Ben je halverwege een serie over de verkiezingen, kiest het virus voor jou. En dus sukkel ik wat door de dagen van de week in plaats van vrolijk op het eiland rond te wandelen.
Net als in het Europese deel van het koninkrijk is de campagne op het eiland in ordinair vaarwater terecht gekomen. Durft hier bijvoorbeeld de VVD iedereen de schuld te geven van alles dat zij zelf in de afgelopen twaalf jaar heeft afgebroken, om over het gereutel van de populisten en bruinhemden maar te zwijgen, op het eiland is de folklore van roddelen en kwaadspreken ondertussen tot volle wasdom gekomen.

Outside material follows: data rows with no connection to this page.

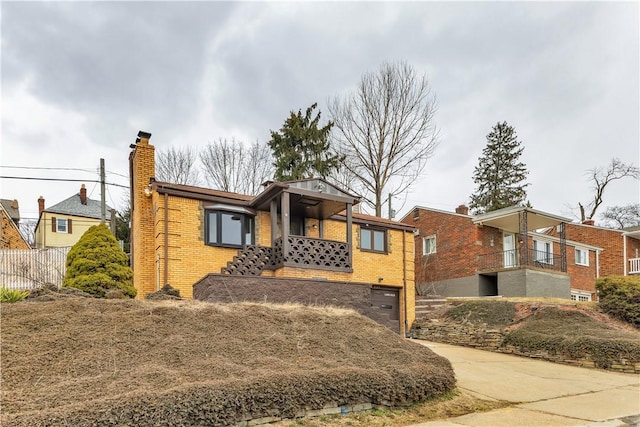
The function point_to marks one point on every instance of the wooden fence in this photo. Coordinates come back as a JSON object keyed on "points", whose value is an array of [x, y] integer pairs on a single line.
{"points": [[32, 268]]}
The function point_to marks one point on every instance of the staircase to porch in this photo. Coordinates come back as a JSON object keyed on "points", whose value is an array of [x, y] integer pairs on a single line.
{"points": [[251, 260]]}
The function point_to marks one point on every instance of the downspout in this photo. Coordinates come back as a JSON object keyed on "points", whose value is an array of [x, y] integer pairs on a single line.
{"points": [[404, 280], [166, 238], [624, 254]]}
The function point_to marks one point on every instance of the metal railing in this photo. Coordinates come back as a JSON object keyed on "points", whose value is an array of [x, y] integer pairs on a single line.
{"points": [[32, 268], [518, 259]]}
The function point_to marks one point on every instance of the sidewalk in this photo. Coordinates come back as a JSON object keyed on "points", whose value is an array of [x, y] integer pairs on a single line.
{"points": [[544, 393]]}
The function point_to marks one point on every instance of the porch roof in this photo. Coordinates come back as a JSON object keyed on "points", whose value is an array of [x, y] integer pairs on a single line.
{"points": [[508, 219]]}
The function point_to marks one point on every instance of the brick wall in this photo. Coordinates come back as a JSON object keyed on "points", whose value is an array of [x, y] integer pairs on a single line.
{"points": [[142, 228], [356, 296], [611, 256], [186, 258]]}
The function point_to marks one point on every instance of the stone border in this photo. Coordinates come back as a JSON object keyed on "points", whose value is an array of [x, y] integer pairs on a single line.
{"points": [[482, 338]]}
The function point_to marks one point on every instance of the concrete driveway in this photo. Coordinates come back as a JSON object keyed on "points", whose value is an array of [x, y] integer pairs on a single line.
{"points": [[543, 393]]}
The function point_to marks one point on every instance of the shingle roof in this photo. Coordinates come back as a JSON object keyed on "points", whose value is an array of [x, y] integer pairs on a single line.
{"points": [[72, 206]]}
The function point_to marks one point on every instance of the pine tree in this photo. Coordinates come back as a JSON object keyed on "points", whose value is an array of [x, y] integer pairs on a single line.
{"points": [[499, 176], [301, 149], [97, 265]]}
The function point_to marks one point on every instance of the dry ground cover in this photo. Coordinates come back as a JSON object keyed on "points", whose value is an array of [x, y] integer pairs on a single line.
{"points": [[576, 330], [83, 361]]}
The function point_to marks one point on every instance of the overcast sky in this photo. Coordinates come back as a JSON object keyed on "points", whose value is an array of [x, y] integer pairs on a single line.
{"points": [[79, 79]]}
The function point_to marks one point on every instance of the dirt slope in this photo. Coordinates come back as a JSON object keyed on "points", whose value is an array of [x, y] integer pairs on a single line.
{"points": [[80, 361]]}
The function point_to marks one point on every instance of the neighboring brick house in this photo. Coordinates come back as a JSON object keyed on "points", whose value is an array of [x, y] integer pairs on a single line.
{"points": [[500, 253], [10, 236], [620, 253], [62, 224], [296, 241]]}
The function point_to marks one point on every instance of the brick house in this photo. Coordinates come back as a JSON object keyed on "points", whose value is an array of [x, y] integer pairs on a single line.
{"points": [[620, 254], [503, 252], [62, 224], [296, 241]]}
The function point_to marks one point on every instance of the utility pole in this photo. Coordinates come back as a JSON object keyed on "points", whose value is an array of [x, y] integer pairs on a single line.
{"points": [[103, 203]]}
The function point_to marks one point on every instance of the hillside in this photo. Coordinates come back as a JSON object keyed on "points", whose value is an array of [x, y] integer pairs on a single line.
{"points": [[80, 361]]}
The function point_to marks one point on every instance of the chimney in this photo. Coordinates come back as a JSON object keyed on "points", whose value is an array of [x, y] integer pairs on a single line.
{"points": [[40, 205], [462, 210], [83, 194]]}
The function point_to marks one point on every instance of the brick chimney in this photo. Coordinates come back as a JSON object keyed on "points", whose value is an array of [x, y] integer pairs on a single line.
{"points": [[462, 210], [40, 205], [83, 194]]}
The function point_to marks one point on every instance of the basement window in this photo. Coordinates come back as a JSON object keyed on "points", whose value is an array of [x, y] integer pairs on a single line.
{"points": [[229, 229]]}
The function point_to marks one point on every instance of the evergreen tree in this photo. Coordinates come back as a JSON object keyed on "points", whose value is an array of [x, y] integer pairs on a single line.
{"points": [[301, 149], [97, 265], [499, 176]]}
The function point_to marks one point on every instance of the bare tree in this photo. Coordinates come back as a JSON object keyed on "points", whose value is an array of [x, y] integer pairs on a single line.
{"points": [[178, 166], [622, 216], [231, 166], [600, 179], [386, 128]]}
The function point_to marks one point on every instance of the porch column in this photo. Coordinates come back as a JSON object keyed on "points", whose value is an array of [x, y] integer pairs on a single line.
{"points": [[524, 234], [349, 235], [285, 214], [274, 222], [563, 248]]}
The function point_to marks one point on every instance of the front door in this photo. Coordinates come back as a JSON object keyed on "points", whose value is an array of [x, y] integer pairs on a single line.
{"points": [[509, 248]]}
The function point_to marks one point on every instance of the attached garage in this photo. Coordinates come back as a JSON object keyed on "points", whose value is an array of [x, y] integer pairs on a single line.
{"points": [[380, 303]]}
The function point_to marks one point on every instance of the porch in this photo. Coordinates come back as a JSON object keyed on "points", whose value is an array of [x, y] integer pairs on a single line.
{"points": [[514, 258], [298, 211]]}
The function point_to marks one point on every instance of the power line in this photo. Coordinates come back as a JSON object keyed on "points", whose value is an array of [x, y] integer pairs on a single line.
{"points": [[43, 168], [61, 179]]}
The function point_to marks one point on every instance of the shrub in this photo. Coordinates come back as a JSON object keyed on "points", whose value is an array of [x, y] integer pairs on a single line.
{"points": [[97, 265], [575, 334], [620, 297], [12, 295], [495, 314]]}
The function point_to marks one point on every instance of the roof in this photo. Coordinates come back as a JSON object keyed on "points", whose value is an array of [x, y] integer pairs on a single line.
{"points": [[73, 206], [13, 212], [189, 191], [508, 219], [359, 218]]}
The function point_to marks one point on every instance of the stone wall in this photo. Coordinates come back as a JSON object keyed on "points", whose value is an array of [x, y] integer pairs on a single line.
{"points": [[482, 338]]}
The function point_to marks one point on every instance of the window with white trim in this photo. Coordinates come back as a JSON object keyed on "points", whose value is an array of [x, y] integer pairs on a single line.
{"points": [[229, 229], [582, 257], [374, 240], [61, 225], [429, 245], [543, 251], [580, 296]]}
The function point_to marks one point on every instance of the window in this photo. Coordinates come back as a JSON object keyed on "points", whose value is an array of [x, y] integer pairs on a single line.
{"points": [[543, 251], [229, 229], [582, 257], [580, 296], [61, 226], [429, 245], [373, 240]]}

De twee coalitiepartijen verwijten elkaar dat er de afgelopen vier jaar niet te regeren viel met de ander. Waarbij de vraag waarom je dan vier jaar lang aan bent blijven modderen maar niet gesteld wordt.
Maar vooral worden er allerlei beschuldigingen en verdachtmakingen rondgestrooid door anonieme klokkenluiders en andere kleine denkers.
Roddelen is blijkbaar een aantrekkelijk alternatief als argumenten ontbreken.
Met als gevolg dat een van de lijsttrekkers zelfs maar een drugstest heeft gepubliceerd waaruit blijkt dat hij zich noch aan drank, noch aan een ander middel te buiten gaat.
Het is de vraag of je naar aanleiding van insinuaties en verdachtmakingen zo’n test moet nemen en het resultaat moet publiceren. Natuurlijk, je bent van het gezeur af. Maar je buigt hiermee ook voor de misdragingen van de anonieme minkukels.
Na morgen wordt het spannend op het eiland. Nu geen van de partijen de meerderheid in de Eilandsraad haalt, is het de vraag welke coalitie het eiland bij de hand neemt en uit de duisternis leidt.